When we come to 'Lanmizik I Mazik' (Music is Magic), this shows what I consider to be the magic of the art. Music for me is a magical thing and the last album shows why I say that because my lyrics have been simplified while my music has matured. That is why around five songs on the album caught people's attention.
What is fun with the album is that it is not only the five songs that have grabbed people's attention, I believe there are others from the 18-track album that I know that if people really sit and listen to, they will understand where I started. Lanmizik I Mazik is not a simple album on its own, it is a long project. There is more coming in in 2022.
SNA: The past two years have not been easy for musicians, how have you fared during that period?
TJ: It takes a team and I think that it is now that the team is really feeling the effect of all the work we did from 2019 to 2021. We did not have time to rest and after [singer] Mia's show in 2019 we started making plans for Lanmizik I Mazik album but then it became difficult with COVID in 2020.
We were not able to rest as getting to the studio was difficult and complicated. To release an album during the pandemic, with all the red tape, cost us more than we imagined. We had to think of alternatives which is why we participated in the Dubai Expo to showcase our music and this really drained the team. We are now feeling the effect of not having rested but we cannot do it just yet because we are thinking now of how to reach people in this new normal.
SNA: You perform as Travis and The Relation, so tell us about the Relations.
TJ: It is 70 percent Eddy Telemaque and the rest of us added our own element. It is Travis and The Relations because I work very closely with my cousin Eddy and he gets the support of The Relations family which includes his uncle, his dad, and his wife. This is what has helped me grow as an artist. The Relations are an integral part of where I am today.

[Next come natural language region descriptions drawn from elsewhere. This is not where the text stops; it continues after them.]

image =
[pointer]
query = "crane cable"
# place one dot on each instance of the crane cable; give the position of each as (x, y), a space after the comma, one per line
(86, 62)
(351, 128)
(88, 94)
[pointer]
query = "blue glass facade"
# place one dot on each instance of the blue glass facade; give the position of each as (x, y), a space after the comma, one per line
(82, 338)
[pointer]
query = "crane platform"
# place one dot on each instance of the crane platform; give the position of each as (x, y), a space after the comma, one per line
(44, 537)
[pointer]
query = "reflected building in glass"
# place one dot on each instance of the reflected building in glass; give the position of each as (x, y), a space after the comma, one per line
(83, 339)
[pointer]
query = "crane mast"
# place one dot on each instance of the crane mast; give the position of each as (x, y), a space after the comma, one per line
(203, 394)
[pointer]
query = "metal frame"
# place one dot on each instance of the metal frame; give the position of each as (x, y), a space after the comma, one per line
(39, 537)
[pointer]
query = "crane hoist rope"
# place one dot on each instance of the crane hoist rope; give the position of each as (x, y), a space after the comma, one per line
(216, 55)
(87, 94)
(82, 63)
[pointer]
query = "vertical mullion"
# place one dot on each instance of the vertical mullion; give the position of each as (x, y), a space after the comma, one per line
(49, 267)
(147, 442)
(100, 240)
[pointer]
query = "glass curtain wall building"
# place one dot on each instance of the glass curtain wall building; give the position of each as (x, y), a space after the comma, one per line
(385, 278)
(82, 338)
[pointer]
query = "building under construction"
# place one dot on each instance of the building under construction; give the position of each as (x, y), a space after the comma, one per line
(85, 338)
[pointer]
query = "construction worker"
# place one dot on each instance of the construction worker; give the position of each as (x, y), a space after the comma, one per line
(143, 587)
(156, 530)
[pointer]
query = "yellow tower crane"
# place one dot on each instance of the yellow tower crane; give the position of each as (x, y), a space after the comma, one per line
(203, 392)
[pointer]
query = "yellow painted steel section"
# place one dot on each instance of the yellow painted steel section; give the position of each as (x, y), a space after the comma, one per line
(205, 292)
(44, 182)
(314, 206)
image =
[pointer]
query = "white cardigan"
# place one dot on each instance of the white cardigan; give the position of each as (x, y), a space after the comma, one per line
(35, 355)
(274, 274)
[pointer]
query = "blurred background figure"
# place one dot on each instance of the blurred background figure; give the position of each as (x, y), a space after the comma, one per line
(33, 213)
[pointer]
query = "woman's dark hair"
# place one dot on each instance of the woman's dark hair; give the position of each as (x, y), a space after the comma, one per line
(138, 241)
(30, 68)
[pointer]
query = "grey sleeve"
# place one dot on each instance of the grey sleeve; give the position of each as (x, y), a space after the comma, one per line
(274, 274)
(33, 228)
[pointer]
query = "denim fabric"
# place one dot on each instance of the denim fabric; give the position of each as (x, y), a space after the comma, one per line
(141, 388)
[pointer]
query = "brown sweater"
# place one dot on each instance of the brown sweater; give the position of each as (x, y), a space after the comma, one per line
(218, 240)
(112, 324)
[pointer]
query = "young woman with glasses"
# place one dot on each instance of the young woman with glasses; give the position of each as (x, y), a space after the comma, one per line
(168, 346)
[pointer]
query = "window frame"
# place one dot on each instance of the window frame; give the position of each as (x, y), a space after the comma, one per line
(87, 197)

|Travis (centre) and The Relations (from left) Dernsley Telemaque, Mina Telemaque (Mia), Eddy Telelmaque and Nabby Jules. (Travis Julienne) Photo License: All Rights Reserved|
SNA: What would you like to see happen in Seychellois music?
TJ: Here we lack a proper framework. We have always said that but COVID showed us that without the proper framework, it was difficult to find ways that would have simplified the work of artists.
As artists, we should be concentrating on our own productions instead of thinking about laws and policies. There should be somewhere readily available to do that where we send our portfolio and they do the rest. They will sort out through the red tape and bureaucracy.
SNA: Do you need a lot to make music in Seychelles?
TJ: I am first and foremost a businessman and, frankly, during this pandemic it has been more difficult for me as an artist than to work as a businessman. It shows how difficult, really difficult it is to get ahead as an artist. Since 2012, we've been working on our programme and then with the pandemic in 2020, we could not find any way forward. It is heartbreaking. Even to host the awards, for the organisers, it was really an uphill struggle to make it happen. When we voice out our concerns people see them as personal attacks when we are just trying to find a way through.
SNA: What would you like to see happen when it comes to creation in Seychelles?
TJ: I would like to see an eco-system that unites culture with creativity. When someone wants to create, they will not need to fight with those who believe that this is not part of our culture. I see culture as something that is constantly evolving. I would like to see something that respects our culture but encourages creativity.